With our state-of-the-art results, we lay the foundation for more accurate public health studies using SelfPAB. Therefore, our method not only contributes to general artificial intelligence research with our pre-trained, publicly available model but also has an indirect impact on society through future epidemiological studies based on SelfPAB [19].

7 Conclusion

Inspired by the recent success of self-supervised machine learning and the large-scale HUNT4 data corpus, we make three contributions in this paper.

1) We implement SelfPAB, a self-supervised representation learning approach for human activity recognition. It is trained in two steps. First, a transformer encoder network is pre-trained on the large-scale accelerometer-based physical activity dataset, HUNT4. The network learns physical activity representations by solving an auxiliary task of reconstructing masked parts of accelerometer signal spectrograms. Second, the pre-trained network is used as a feature extractor for downstream human activity recognition.

2) SelfPAB achieves better results than purely-supervised approaches, and we indicate that increasing the amount of unique pre-training samples leads to an increase in the downstream HAR performance.

3) We make the new HAR70+ dataset and our pre-trained model publicly available.

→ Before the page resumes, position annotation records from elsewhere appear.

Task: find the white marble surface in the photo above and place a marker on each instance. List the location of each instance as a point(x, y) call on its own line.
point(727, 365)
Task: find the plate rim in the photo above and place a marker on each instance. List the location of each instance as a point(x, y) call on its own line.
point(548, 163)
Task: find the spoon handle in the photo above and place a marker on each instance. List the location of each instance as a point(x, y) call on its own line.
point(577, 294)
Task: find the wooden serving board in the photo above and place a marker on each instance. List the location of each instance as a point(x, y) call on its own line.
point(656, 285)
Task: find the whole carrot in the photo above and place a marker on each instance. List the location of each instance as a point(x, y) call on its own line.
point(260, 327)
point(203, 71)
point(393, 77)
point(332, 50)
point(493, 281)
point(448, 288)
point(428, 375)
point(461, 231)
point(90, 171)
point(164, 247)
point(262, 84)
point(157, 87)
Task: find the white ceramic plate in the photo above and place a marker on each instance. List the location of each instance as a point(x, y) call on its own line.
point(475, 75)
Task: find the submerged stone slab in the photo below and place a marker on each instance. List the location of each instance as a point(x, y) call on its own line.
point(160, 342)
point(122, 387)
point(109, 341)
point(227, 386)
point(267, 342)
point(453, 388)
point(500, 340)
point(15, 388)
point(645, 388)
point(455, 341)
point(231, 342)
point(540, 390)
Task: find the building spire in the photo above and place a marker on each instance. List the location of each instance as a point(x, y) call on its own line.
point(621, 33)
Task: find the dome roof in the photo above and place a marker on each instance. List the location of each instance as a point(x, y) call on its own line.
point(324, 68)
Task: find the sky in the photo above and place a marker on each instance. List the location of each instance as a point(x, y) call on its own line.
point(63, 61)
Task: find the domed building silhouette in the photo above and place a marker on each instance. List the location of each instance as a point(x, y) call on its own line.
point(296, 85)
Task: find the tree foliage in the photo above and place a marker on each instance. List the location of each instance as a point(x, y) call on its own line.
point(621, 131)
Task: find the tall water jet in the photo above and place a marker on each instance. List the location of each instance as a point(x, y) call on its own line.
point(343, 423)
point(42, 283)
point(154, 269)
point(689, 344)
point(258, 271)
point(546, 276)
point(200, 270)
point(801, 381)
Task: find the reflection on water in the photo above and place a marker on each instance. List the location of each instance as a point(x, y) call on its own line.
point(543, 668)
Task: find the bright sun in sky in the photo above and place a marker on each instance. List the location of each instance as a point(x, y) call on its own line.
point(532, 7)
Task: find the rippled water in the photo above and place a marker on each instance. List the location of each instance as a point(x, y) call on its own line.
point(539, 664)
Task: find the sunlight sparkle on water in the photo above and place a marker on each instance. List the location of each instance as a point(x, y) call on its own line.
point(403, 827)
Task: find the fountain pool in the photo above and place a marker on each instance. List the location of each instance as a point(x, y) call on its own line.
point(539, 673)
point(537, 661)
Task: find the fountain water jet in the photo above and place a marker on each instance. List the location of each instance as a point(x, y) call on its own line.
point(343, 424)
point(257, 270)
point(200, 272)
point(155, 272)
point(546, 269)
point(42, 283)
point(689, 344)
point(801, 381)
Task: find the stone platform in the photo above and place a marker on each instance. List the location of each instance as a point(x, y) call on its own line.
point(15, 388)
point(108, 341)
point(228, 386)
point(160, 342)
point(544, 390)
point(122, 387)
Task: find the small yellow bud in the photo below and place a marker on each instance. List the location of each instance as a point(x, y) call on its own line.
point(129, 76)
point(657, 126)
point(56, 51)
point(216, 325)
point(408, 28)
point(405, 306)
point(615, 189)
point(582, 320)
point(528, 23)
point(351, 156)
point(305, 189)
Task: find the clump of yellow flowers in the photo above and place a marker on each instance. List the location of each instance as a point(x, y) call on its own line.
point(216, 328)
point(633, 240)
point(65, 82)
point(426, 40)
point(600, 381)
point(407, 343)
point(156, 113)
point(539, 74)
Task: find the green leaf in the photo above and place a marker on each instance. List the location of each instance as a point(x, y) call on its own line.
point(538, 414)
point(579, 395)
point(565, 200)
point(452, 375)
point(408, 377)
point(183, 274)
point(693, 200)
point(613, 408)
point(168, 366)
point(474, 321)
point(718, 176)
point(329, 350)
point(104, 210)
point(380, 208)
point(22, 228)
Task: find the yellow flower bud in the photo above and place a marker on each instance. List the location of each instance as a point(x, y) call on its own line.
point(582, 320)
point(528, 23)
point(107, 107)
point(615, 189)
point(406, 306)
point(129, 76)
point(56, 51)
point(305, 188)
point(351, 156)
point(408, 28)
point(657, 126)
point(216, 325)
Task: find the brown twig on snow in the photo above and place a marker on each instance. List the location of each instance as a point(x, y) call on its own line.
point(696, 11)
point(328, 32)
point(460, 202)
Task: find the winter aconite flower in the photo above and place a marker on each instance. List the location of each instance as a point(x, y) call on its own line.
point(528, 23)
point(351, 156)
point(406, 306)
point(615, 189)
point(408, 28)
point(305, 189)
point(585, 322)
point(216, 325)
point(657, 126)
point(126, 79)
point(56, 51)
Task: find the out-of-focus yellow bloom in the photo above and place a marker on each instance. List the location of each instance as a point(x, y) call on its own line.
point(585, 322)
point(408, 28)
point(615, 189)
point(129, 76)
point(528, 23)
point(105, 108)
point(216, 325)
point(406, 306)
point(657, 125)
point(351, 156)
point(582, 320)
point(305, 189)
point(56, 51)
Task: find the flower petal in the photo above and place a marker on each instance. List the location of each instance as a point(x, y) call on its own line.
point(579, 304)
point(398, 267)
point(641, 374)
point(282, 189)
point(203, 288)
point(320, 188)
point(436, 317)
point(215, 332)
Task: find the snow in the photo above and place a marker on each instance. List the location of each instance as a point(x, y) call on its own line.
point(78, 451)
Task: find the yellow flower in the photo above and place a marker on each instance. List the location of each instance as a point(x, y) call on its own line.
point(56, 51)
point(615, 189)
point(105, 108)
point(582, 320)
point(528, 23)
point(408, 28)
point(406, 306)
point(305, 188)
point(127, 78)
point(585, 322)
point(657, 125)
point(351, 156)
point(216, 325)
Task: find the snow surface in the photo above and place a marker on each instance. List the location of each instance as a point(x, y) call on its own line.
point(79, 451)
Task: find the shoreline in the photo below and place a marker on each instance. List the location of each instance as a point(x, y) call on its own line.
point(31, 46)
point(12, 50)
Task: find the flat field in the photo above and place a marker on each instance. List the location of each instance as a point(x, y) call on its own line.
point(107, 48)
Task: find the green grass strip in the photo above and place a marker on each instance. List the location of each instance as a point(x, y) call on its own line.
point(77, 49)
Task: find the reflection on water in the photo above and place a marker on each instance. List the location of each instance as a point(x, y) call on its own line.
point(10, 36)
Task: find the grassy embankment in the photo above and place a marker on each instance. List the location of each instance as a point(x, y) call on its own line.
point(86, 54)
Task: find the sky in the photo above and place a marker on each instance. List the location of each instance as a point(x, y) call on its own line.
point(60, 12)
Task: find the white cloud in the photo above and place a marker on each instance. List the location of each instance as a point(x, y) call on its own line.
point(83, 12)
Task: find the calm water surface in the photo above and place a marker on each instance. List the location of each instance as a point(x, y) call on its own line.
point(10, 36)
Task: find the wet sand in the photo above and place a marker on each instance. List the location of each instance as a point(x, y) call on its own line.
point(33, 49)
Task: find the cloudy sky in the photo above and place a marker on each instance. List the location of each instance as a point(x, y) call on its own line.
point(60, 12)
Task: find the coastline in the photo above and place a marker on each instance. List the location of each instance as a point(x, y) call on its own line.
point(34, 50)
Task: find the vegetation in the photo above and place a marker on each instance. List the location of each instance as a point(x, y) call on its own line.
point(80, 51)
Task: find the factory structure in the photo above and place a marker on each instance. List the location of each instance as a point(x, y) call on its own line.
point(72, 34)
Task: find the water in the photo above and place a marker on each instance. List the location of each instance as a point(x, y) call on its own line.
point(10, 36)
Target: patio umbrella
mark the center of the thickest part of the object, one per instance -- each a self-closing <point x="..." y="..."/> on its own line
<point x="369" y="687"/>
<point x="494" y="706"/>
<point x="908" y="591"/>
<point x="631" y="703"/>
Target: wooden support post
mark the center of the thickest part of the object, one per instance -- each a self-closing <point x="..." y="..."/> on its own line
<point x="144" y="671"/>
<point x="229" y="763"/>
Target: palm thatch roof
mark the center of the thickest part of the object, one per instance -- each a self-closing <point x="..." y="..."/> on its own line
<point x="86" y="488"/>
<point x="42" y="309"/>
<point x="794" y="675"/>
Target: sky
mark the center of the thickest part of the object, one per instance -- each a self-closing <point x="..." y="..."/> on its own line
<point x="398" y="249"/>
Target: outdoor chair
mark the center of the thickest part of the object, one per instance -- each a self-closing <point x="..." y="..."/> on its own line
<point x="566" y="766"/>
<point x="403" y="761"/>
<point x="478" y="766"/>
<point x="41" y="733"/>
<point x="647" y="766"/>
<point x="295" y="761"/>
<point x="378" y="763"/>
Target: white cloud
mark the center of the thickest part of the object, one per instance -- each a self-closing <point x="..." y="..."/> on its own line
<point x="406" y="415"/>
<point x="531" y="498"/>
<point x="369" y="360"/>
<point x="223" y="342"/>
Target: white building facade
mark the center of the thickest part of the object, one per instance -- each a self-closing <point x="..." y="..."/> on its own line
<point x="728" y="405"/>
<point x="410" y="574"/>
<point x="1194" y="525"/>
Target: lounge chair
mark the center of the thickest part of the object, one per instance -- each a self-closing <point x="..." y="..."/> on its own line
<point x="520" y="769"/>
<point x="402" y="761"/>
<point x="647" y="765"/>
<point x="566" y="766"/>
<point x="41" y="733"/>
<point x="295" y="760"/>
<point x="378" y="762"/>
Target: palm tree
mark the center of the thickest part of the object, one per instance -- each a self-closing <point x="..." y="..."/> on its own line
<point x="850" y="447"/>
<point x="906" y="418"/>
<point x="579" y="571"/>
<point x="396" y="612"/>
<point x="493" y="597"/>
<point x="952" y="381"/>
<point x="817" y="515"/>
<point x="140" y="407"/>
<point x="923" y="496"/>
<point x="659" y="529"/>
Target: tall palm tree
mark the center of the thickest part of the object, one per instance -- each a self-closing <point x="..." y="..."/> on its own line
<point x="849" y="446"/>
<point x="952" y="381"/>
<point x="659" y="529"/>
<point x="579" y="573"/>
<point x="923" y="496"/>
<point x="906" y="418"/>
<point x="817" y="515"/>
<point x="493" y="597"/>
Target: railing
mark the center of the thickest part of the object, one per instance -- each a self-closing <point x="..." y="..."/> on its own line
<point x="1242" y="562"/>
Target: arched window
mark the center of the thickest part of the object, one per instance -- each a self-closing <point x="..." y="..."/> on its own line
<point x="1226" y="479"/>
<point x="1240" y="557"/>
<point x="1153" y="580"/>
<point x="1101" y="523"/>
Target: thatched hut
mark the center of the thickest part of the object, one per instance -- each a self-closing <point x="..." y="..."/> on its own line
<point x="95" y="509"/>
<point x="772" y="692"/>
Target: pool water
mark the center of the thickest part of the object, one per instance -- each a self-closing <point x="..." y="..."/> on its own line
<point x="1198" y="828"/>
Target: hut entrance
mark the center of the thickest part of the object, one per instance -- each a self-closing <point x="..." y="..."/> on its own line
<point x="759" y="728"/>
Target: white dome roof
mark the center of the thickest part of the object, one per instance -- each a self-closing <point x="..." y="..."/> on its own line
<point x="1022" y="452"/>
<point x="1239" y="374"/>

For future research, further downstream training on datasets with sensor placements that differ considerably from the HUNT4 ones would be interesting to investigate. Such an investigation would reveal in more detail how robust SelfPAB is regarding diverse sensor placements. Furthermore, the fact that two separate sensors record the data can be used to design more innovative pre-training objectives.

The ever-growing community of physical activity behavior research based on accelerometer (attached to the thigh and lower back) measurements will acquire new knowledge about the influence of physical activity behavior on public health by using our SelfPAB method.